This was a read a few months ago, and I like to think that I'm not afraid of a challenging tome, but this was a tough one. Largely because it's really just fragments collected posthumously. However, there were some amazing pearls, picked up every once in a while. Someone once described New Mexico as a desert with a hidden diamond ever so often, and that's about how I feel about Pensees. I hope you consider it a favor that I'm posting here the 'best parts':
“We know that we do not dream, and, however impossible it is for us to prove it by reason, this inability demonstrates only the weakness of our reason, but not, as they affirm, the uncertainty of all our knowledge.”
“Without this divine knowledge what could men do but either become elated by the inner feeling of their past greatness which still remains to them, or become despondent at the sight of their present weakness? For, not seeing the whole truth, they could not attain to perfect virtue… The Christian religion alone has been able to cure these two vices… For it teaches the righteous that it raises them even to a participation in divinity itself; that in this lofty state they still carry the source of all corruption, which renders them during all their life subject to error, misery, death, and sin; and it proclaims to the most ungodly that they are capable of the grace of their Redeemer. So making those tremble whom it justifies, and consoling those whom it condemns… Who, then can refuse to believe and adore this heavenly light? For is it not clearer than day that we perceive within ourselves ineffaceable marks of excellence?
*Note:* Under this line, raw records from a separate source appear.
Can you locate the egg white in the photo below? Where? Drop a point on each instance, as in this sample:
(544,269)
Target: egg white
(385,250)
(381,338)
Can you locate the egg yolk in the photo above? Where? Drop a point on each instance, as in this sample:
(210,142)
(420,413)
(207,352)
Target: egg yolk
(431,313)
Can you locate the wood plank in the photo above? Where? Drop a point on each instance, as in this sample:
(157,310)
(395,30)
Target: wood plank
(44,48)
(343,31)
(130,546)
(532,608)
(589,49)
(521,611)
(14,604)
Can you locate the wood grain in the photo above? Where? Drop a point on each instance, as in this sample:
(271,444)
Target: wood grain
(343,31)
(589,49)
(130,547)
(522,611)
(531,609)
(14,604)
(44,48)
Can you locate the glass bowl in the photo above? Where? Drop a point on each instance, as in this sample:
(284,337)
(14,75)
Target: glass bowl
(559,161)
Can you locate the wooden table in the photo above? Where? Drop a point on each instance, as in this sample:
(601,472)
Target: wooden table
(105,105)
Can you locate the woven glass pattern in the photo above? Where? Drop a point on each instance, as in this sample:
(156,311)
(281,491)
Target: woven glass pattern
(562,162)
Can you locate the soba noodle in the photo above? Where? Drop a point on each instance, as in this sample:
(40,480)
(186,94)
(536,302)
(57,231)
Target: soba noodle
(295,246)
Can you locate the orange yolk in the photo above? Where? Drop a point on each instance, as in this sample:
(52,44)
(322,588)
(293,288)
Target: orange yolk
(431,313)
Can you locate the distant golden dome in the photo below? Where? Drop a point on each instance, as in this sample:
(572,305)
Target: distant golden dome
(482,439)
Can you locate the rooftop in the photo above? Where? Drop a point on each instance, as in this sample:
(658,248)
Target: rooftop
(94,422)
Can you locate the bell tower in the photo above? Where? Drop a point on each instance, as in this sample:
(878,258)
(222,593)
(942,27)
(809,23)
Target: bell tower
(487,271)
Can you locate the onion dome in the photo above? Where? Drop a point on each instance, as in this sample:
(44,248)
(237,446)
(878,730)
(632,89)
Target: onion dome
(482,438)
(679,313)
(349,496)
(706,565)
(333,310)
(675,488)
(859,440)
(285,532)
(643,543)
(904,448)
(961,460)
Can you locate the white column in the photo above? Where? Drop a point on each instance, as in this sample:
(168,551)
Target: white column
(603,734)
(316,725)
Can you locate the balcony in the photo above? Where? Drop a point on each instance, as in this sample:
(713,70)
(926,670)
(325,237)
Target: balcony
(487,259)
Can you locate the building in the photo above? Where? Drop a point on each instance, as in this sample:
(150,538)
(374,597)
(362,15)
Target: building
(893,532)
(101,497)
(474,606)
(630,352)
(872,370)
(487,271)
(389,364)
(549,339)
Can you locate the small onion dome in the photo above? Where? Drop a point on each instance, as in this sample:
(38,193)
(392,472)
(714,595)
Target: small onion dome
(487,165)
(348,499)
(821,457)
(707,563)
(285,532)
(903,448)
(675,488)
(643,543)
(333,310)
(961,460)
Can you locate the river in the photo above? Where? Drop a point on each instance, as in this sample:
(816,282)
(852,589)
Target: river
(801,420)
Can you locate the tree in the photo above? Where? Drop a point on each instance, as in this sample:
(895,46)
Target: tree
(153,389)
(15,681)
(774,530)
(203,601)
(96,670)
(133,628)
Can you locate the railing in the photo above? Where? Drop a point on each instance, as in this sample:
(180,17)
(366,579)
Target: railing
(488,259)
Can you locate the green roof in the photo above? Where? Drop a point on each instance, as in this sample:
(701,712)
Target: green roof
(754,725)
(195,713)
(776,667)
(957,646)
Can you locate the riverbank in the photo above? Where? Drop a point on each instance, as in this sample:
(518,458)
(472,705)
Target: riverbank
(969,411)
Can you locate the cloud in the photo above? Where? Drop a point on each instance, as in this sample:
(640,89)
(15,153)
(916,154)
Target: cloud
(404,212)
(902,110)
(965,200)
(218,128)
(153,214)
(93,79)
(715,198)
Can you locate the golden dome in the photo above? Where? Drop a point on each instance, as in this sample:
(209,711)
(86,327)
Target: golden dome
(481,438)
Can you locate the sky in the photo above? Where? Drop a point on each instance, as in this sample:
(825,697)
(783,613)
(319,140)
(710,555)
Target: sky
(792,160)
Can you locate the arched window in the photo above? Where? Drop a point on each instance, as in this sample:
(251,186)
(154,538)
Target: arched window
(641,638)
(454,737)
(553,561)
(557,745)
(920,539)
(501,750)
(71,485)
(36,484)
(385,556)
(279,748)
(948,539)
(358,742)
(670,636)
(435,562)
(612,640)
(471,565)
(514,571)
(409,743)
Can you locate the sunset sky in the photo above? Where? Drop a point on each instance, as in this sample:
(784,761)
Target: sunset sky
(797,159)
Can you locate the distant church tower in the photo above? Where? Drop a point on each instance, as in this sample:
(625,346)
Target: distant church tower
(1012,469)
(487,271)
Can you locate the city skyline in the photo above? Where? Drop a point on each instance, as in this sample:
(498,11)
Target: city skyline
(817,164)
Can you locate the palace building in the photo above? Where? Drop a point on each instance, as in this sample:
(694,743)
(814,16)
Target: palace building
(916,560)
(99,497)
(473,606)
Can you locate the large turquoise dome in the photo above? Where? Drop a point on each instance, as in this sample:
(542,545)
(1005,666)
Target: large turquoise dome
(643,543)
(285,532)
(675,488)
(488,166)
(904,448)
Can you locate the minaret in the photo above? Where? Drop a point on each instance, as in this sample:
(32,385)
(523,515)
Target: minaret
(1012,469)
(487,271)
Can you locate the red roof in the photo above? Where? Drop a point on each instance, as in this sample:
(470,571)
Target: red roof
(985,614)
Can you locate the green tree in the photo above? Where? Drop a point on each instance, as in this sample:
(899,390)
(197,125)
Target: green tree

And is it not equally true that we experience every hour the results of our deplorable condition?”
“The prophecies, the very miracles and proofs of our religion, are not of such a nature that they can be said to be absolutely convincing. But they are also of such a kind that it cannot be said that it is unreasonable to believe them. Thus there is both evidence and obscurity to enlighten some and confuse others. But the evidence is such that it surpasses, or at least equals, the evidence to the contrary, so that it is not reason which can determine men not to follow it, and thus it can only be lust or malice of heart. And by this means there is sufficient evidence to condemn, and insufficient to convince; so that it appears in those who follow it that it is grace, and not reason, which makes them follow it; and in those who shun it, that it is lust, not reason, which makes them shun it.”